Gwen was not at all prepared for life on her new husband’s tea plantation in the highlands of Ceylon (now Sri Lanka). Her loving veteran husband, on his home turf, is taciturn, secretive, and far too willing to grant the wishes of his sister and former lover. The Tea Planter’s Wife, by Dinah Jeffries, is the story of a young woman who has to learn to navigate the complicated family history she has landed in the middle of and find a measure of happiness for herself.

In the first third of The Tea Planter’s Wife, Gwen strongly reminded me of the second Mrs. de Winter, from Rebeccathough her story is much less sinister than that poor girl’s. Gwen’s husband is a widower, but no one will talk about Caroline or how she died. Still, Caroline’s memory casts a long shadow over Laurence and Gwen’s marriage. There is also a big difference in the newlyweds’ ages. Laurence pushes aside many of Gwen’s concerns, especially ones that have to do with how he interacts with his former lover. (There’s too much flirting and too many business deals for Gwen’s liking.) Gwen struggles, alone, to find a place for herself.

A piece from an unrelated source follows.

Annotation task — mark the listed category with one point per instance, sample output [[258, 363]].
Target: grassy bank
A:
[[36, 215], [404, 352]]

Events turn when Gwen gives birth to twins. One, a boy, is white, but the other, a daughter, has dark skin. Gwen is terrified that someone took advantage of her the night she got blackout drunk at a party (even though the supposed parentage of her twins is biologically dubious). So Gwen does the terrible thing she feels she must in the deeply racist white society of Ceylon. Gwen has her servant take the girl away to be raised with a Sinhala family. Now that Gwen has her own secret, she fits in much better with her new family.

The Tea Planter’s Wife runs from 1925 to 1934. Over those years, Gwen slowly pieces together the family’s history while concealing her guilt and agony over her abandoned daughter. On the surface, the Hooper family seem like some of Ceylon’s leading lights. But underneath, the family is severely dysfunctional. I enjoyed the ethical complexity of the family; Gwen is no innocent like the second Mrs. de Winter and I found her much more interesting (though hardly sympathetic for it). The flaw in this book is that the ending fizzles with too-quick resolutions of the major plot threads.

I received a free copy of this book from NetGalley and Edelweiss for review consideration. It will be released 27 September 2016.